Search code examples
cassandrakylin

Cassandra and aggregated data


We have a "legacy" SQL Server-based application which keeps OLTP data (sales):

  • OLTP data structure is very complex
  • Still we must keep it as a source for reports
  • Reports over OLTP structures are very slow
  • So we prepare and keep actual "OLAP"-views, say, sales per day, each view is actually a table in MS SQL database

Main problem: when we need a new view it takes a lot of time to scan all existing OLTP data.

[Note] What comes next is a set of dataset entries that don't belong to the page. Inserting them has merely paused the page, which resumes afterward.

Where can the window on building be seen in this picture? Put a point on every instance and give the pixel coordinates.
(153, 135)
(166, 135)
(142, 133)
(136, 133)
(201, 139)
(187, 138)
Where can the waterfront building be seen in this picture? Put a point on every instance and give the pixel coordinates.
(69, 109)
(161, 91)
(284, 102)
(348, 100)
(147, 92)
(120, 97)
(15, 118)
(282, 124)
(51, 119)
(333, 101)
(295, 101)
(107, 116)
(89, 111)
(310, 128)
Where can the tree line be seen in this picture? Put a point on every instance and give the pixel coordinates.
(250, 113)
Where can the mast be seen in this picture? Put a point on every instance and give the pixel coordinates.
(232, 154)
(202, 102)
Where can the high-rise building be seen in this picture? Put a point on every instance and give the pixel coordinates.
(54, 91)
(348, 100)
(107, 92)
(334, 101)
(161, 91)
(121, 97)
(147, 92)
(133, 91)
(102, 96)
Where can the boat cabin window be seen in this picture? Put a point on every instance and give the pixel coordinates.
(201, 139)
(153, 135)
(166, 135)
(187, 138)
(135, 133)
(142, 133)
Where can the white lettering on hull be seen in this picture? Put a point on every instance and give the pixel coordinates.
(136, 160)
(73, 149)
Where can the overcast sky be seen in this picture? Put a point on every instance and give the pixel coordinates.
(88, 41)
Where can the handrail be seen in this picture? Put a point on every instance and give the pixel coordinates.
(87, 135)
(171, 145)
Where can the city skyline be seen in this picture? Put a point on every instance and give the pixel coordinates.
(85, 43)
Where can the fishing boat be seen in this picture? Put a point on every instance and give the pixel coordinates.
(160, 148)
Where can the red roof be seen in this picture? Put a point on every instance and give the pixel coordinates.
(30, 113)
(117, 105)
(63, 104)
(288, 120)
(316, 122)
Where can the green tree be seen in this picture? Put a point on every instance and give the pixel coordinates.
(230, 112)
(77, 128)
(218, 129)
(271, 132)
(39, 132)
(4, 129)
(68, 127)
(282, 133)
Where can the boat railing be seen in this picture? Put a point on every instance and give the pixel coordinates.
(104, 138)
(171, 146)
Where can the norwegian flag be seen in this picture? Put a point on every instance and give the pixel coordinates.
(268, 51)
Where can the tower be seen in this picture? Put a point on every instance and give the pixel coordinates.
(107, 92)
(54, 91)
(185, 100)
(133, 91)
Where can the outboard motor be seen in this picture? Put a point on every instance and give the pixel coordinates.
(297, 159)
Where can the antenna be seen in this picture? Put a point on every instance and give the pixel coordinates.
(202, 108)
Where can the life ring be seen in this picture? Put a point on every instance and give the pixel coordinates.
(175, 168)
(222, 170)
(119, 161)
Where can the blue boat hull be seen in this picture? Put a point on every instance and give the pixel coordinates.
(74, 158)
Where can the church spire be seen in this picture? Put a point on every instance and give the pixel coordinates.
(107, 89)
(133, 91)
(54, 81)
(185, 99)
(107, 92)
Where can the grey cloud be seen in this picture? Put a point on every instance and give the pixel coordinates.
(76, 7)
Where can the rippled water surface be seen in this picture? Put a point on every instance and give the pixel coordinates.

Now we want to migrate to Cassandra, should we use same approach to achive same goals or:

  • May be we better use tools like Spark/Kylin, can they do things like this?
  • May be approach can be changed somehow?

Solution

  • It might not be the answer that you want to look for. However, I just want to share our experience with cassandra and aggregated data. In our project, we need to collect data from servers across the world and perform aggregation accordingly. Some of metrics are message per hour per server, per geographic regions, etc. So, once new piece of data coming in, it will either automatically kick off batch process to perform aggregation or insert data into multiple tables/views. We are using apache-spark as processing engine, additionally, we also make use of some concepts in cassandra such as materialized view, secondary index, custom trigger based on specific use case. One important point while designing data model is to forget about NF, basically, we don't need this in NoSQL in general.

    In short, I can say that migrating from traditional database to NoSQL database might be troublesome at first. But the result at the end is quite satisfactory in term of performance and availability.